Pentingnya Berpikir Kritis dalam Menghadapi Doom Spending

Untuk menghadapi perilaku doom spending secara bijak, penting bagi Gen Z untuk mengembangkan kemampuan berpikir kritis. Menurut Beyer (1995, dalam Zubaidah, 2010) memandang bahwa berpikir kritis sebagai menggunakan kriteria untuk menilai kualitas sesuatu, dari kegiatan yang paling sederhana seperti kegiatan normal sehari-hari sampai menyusun kesimpulan dari sebuah tulisan yang digunakan seseorang untuk mengevaluasi validitas sesuatu (pernyataan-pernyataan, ide-ide, argumen-argumen, penelitian, dan lain-lain).
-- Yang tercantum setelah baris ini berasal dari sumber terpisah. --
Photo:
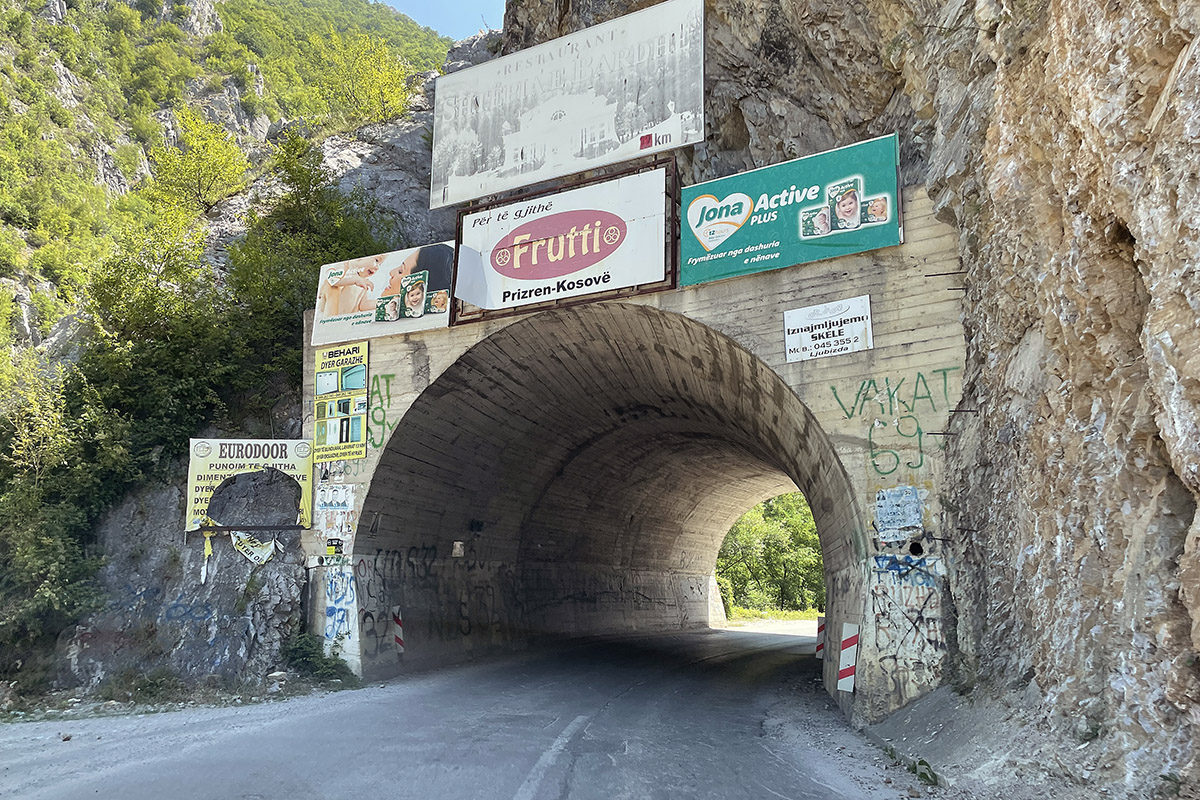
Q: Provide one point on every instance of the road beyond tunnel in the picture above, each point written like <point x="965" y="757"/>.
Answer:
<point x="574" y="471"/>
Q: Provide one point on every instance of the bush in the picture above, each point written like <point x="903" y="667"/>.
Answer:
<point x="305" y="653"/>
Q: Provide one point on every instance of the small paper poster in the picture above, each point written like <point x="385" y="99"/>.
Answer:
<point x="829" y="329"/>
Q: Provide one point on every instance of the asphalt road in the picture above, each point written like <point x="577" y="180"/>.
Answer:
<point x="717" y="714"/>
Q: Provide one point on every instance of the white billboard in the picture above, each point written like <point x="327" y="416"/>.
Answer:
<point x="583" y="241"/>
<point x="391" y="293"/>
<point x="829" y="329"/>
<point x="627" y="88"/>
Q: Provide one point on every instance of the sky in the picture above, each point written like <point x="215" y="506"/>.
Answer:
<point x="454" y="18"/>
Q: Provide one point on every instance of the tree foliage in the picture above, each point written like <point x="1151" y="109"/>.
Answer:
<point x="772" y="557"/>
<point x="172" y="350"/>
<point x="365" y="78"/>
<point x="207" y="167"/>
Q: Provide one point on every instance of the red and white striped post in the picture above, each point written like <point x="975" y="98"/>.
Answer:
<point x="847" y="657"/>
<point x="397" y="620"/>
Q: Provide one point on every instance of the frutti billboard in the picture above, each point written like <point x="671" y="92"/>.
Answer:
<point x="829" y="204"/>
<point x="627" y="88"/>
<point x="577" y="242"/>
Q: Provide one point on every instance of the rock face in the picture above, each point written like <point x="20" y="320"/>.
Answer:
<point x="1063" y="148"/>
<point x="160" y="615"/>
<point x="1061" y="139"/>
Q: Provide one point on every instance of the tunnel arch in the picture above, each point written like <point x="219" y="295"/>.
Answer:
<point x="589" y="461"/>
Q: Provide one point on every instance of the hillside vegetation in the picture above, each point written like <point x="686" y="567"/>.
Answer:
<point x="771" y="559"/>
<point x="111" y="152"/>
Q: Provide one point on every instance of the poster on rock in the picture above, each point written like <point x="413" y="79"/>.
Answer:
<point x="829" y="204"/>
<point x="829" y="329"/>
<point x="213" y="461"/>
<point x="627" y="88"/>
<point x="568" y="245"/>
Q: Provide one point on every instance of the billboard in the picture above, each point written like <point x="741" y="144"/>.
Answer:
<point x="829" y="329"/>
<point x="579" y="242"/>
<point x="393" y="293"/>
<point x="213" y="461"/>
<point x="340" y="403"/>
<point x="834" y="203"/>
<point x="627" y="88"/>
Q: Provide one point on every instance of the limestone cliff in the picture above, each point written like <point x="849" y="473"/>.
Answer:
<point x="1061" y="139"/>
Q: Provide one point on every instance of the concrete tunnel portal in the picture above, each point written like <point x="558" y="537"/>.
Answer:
<point x="575" y="473"/>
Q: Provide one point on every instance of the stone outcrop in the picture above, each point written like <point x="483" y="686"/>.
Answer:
<point x="160" y="615"/>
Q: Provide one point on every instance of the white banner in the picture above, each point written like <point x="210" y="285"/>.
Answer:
<point x="587" y="240"/>
<point x="393" y="293"/>
<point x="829" y="329"/>
<point x="627" y="88"/>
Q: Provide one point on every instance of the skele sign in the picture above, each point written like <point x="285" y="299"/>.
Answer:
<point x="577" y="242"/>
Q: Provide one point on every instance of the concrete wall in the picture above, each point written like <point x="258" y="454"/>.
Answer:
<point x="591" y="459"/>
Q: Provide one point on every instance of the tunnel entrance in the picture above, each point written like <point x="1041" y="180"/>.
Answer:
<point x="576" y="473"/>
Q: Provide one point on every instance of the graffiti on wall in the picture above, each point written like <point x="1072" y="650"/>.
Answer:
<point x="907" y="621"/>
<point x="895" y="410"/>
<point x="382" y="420"/>
<point x="341" y="606"/>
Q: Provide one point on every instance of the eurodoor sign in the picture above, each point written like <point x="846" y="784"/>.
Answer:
<point x="213" y="461"/>
<point x="568" y="245"/>
<point x="834" y="203"/>
<point x="615" y="91"/>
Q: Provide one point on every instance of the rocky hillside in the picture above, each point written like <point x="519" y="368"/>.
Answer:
<point x="1061" y="139"/>
<point x="123" y="329"/>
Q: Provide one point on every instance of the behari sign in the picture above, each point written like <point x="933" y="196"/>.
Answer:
<point x="627" y="88"/>
<point x="214" y="461"/>
<point x="579" y="242"/>
<point x="340" y="404"/>
<point x="393" y="293"/>
<point x="820" y="206"/>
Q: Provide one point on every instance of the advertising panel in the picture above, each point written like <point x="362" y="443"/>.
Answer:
<point x="820" y="206"/>
<point x="829" y="329"/>
<point x="587" y="240"/>
<point x="627" y="88"/>
<point x="393" y="293"/>
<point x="213" y="461"/>
<point x="340" y="410"/>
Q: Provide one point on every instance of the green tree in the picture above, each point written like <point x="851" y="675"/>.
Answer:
<point x="274" y="269"/>
<point x="772" y="557"/>
<point x="205" y="168"/>
<point x="365" y="79"/>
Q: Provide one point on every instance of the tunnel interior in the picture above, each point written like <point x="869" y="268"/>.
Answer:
<point x="575" y="474"/>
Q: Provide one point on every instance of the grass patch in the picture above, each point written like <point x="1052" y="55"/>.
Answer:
<point x="156" y="686"/>
<point x="739" y="613"/>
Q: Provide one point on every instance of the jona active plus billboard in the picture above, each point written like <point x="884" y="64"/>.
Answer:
<point x="577" y="242"/>
<point x="834" y="203"/>
<point x="627" y="88"/>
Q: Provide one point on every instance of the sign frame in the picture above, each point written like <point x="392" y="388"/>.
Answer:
<point x="574" y="104"/>
<point x="461" y="314"/>
<point x="295" y="462"/>
<point x="793" y="212"/>
<point x="341" y="404"/>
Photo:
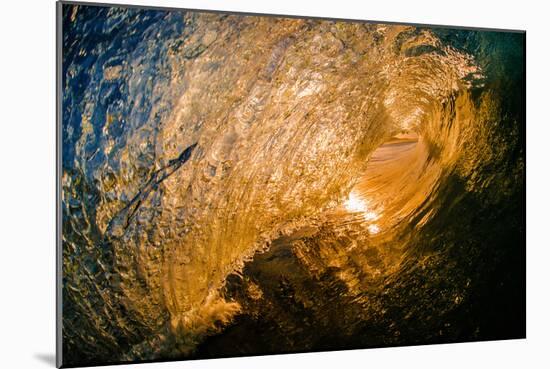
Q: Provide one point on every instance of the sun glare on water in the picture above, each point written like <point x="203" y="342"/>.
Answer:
<point x="356" y="204"/>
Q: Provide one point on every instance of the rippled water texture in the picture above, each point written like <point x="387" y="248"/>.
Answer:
<point x="237" y="185"/>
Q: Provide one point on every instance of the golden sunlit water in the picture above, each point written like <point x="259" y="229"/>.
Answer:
<point x="240" y="185"/>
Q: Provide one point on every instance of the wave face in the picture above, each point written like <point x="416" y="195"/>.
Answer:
<point x="241" y="185"/>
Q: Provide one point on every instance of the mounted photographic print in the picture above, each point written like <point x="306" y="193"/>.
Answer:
<point x="236" y="184"/>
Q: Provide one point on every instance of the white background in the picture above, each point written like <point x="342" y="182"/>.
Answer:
<point x="27" y="181"/>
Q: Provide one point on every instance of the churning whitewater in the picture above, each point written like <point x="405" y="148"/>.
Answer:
<point x="239" y="184"/>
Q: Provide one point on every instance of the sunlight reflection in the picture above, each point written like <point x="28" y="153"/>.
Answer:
<point x="357" y="204"/>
Dengan berpikir kritis, individu dapat menilai apakah perilaku konsumtif mereka berlandaskan kebutuhan nyata atau sekadar dorongan emosional. Mengidentifikasi alasan-alasan di balik keputusan pembelian juga membantu untuk mengurangi kemungkinan terjebak dalam siklus doom spending yang berlebihan. Berpikir kritis dapat membantu Gen Z untuk mempertimbangkan pilihan konsumsi mereka dengan lebih cermat dan bertanggung jawab. Dengan cara ini, mereka tidak hanya menghindari tekanan sosial yang mengharuskan untuk mengikuti tren konsumsi, tetapi juga memperkuat kemampuan untuk menilai kebutuhan emosiona yang sebenarnya.

Referensi:

Robbin, S. P. (1989). Organiational Behavior, Concept, Controversies and Apllications. London: Prentice Hall International Editions.

Zubaidah, S. (2010, January). Berpikir Kritis: kemampuan berpikir tingkat tinggi yang dapat dikembangkan melalui pembelajaran sains. In Seminar Nasional Sains (Vol. 6, No. 8, pp. 1-14).